Se decide el conflicto de competencia suscitado entre los Juzgados Segundo Promiscuo Municipal de Sonsón, Antioquia y Octavo Civil Municipal de Medellín.
I. ANTECEDENTES
1. Luz Dary Naranjo Barrientos presentó demanda contra Gabriel Hincapié, con el fin de obtener la declaratoria de prescripción extintiva de “la obligación principal derivada de la escritura pública No. 569 del 20 de abril de 1950 de la Notaría Única de Sonsón”, a través de la cual Ruperto Faustino León Buitrago constituyó hipoteca sobre la finca “Riopaila”, identificada con el folio de matrícula No. 028-32537 de la Oficina de Registro de la citada localidad y ubicada en el municipio de Nariño, Antioquia.
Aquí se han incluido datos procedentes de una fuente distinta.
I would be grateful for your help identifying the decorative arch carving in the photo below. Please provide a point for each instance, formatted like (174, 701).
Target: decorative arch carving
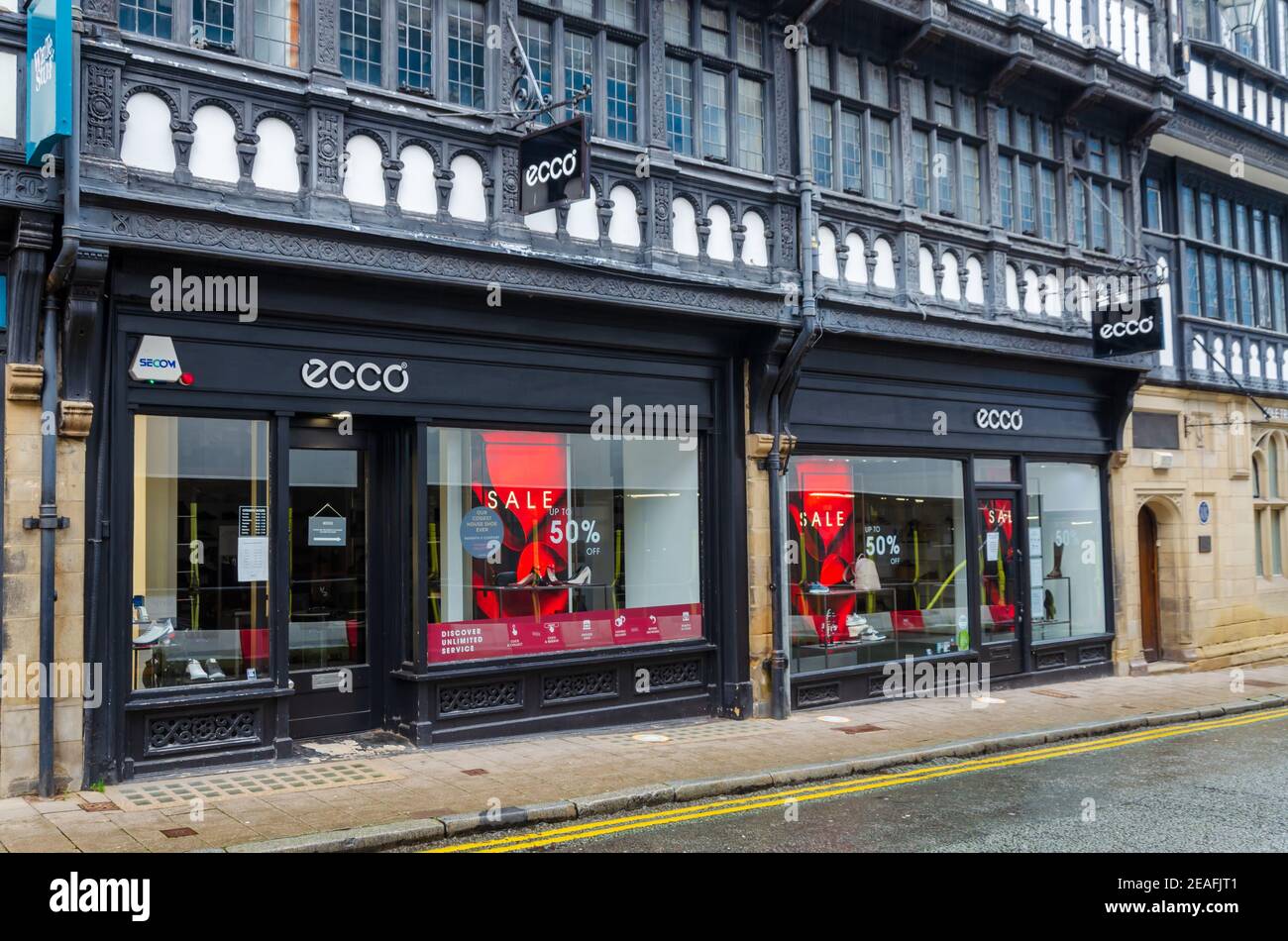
(227, 107)
(378, 137)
2. El 29 de septiembre de 2021, el Juzgado Segundo Promiscuo Municipal de dicha plaza rehusó el conocimiento del asunto, por encontrar que en el caso sub judice “nos encontramos frente a un trámite verbal sumario de carácter contencioso, en el que se indica que se desconoce el domicilio del demandado por lo que se solicita su emplazamiento, pero igualmente se señala que el domicilio del demandante está en la ciudad de Medellín”, siendo por tanto, los funcionarios judiciales de esa urbe los facultados para conocer el asunto. (pág. 30 a 31, ibidem).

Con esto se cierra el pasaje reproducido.